Гаррис Т. 1. Гл. 10. Немного учёбы... Ч. 1

Виктор Еремин
НЕМНОГО УЧЕБЫ, БОЛЬШЕ ЛЮБВИ

Глава X

Ужин у Грегори уже почти закончился, когда я вошел в столовую. Кейт, ее мать, отец и мальчик Томми сидели в конце стола и ели. Дюжина квартирантов уже закончили трапезу и ушли. Миссис Грегори поспешила встать, и Кейт последовала за матерью на кухню.

— Пожалуйста, не беспокойтесь, — воскликнул я. — Никогда не прощу себе, что прервал ваш ужин. Я подожду.

Кейт посмотрел на меня жесткими, равнодушными глазами и презрительно фыркнула:

— Присаживайтесь там. — Девушка указала на другой конец стола. — Сейчас я принесу вам ужин. Кофе или чай?

— Кофе, пожалуйста, — ответил я и сел на указанное место, сразу же решив быть холодным с нею, пока не привлеку на свою сторону других членов семейства.

Вскоре мальчик начал расспрашивать меня, не видел ли я когда-нибудь индейцев.

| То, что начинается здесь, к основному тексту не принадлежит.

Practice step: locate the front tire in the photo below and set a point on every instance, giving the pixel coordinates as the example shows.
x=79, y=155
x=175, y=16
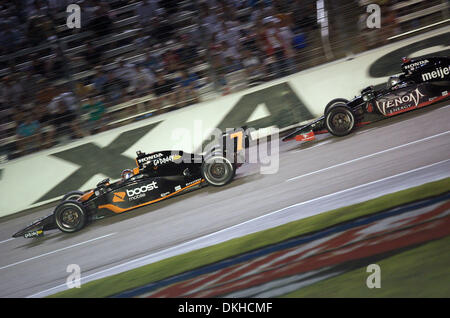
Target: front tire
x=335, y=102
x=70, y=216
x=72, y=195
x=340, y=120
x=217, y=170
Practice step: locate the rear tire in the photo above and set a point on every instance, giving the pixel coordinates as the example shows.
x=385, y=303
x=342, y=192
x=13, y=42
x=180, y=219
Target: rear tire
x=217, y=170
x=340, y=120
x=70, y=216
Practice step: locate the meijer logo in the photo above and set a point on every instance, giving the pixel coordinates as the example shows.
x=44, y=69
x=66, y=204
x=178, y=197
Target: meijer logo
x=440, y=72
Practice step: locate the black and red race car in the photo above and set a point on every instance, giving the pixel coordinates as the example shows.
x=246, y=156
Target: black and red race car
x=157, y=176
x=423, y=82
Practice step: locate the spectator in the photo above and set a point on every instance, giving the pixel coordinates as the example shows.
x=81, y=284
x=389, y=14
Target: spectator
x=100, y=79
x=188, y=52
x=9, y=38
x=46, y=124
x=143, y=81
x=35, y=31
x=57, y=64
x=146, y=10
x=188, y=88
x=96, y=112
x=124, y=73
x=152, y=61
x=273, y=44
x=162, y=31
x=163, y=89
x=252, y=64
x=101, y=23
x=92, y=55
x=27, y=132
x=113, y=87
x=65, y=120
x=287, y=38
x=38, y=66
x=231, y=57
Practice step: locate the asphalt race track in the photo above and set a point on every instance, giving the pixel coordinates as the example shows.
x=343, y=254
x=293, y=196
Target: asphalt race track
x=387, y=156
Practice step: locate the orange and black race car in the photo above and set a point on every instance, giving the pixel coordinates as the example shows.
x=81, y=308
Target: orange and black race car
x=424, y=81
x=158, y=176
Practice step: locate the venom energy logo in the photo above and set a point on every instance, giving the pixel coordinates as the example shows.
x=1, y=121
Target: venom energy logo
x=139, y=192
x=396, y=104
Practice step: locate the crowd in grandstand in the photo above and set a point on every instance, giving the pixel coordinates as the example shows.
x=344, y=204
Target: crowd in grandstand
x=59, y=84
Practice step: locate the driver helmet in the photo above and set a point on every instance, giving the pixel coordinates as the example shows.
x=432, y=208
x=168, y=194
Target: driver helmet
x=126, y=174
x=393, y=81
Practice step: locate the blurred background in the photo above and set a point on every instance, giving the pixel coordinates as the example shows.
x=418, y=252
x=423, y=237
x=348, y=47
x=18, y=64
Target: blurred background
x=134, y=59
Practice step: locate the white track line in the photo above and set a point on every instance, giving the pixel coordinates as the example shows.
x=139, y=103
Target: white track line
x=7, y=240
x=55, y=251
x=368, y=156
x=126, y=265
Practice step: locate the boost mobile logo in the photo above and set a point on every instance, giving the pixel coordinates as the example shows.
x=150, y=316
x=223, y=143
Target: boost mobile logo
x=139, y=192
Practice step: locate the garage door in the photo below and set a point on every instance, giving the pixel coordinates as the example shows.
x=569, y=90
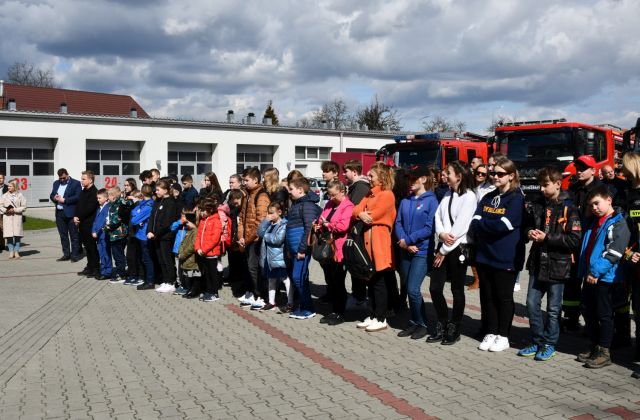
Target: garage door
x=29, y=161
x=113, y=161
x=190, y=159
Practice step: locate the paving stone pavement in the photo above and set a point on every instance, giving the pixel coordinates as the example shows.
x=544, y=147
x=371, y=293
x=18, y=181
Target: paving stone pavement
x=72, y=347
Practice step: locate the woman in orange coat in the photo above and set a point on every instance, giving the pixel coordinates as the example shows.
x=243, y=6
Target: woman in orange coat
x=377, y=210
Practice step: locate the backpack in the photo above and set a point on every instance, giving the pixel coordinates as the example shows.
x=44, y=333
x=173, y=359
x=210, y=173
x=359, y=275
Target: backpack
x=355, y=256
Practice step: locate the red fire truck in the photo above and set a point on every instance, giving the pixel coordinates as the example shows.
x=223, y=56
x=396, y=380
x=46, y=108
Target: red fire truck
x=433, y=149
x=536, y=144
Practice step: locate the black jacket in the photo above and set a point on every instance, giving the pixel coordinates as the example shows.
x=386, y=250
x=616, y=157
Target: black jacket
x=164, y=213
x=87, y=205
x=553, y=259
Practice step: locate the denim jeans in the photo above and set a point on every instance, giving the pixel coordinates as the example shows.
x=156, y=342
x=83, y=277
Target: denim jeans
x=300, y=277
x=414, y=270
x=544, y=331
x=147, y=260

— В боевой раскраске и вооруженных, — нетерпеливо добавил он.

— Да, и стрелял в них тоже, — ответил я.

— О, расскажите, как это было! — задыхаясь от интереса, произнес он, и я понял, что всегда могу рассчитывать хотя бы на одного хорошего слушателя!

— Обязательно расскажу, Томми, — пообещал я, — но сейчас мне надо быстренько поужинать, иначе твоя сестра рассердится... — добавил я, когда Кейт вошла с дымящейся тарелкой. Девица скорчила гримаску и презрительно пожала плечами.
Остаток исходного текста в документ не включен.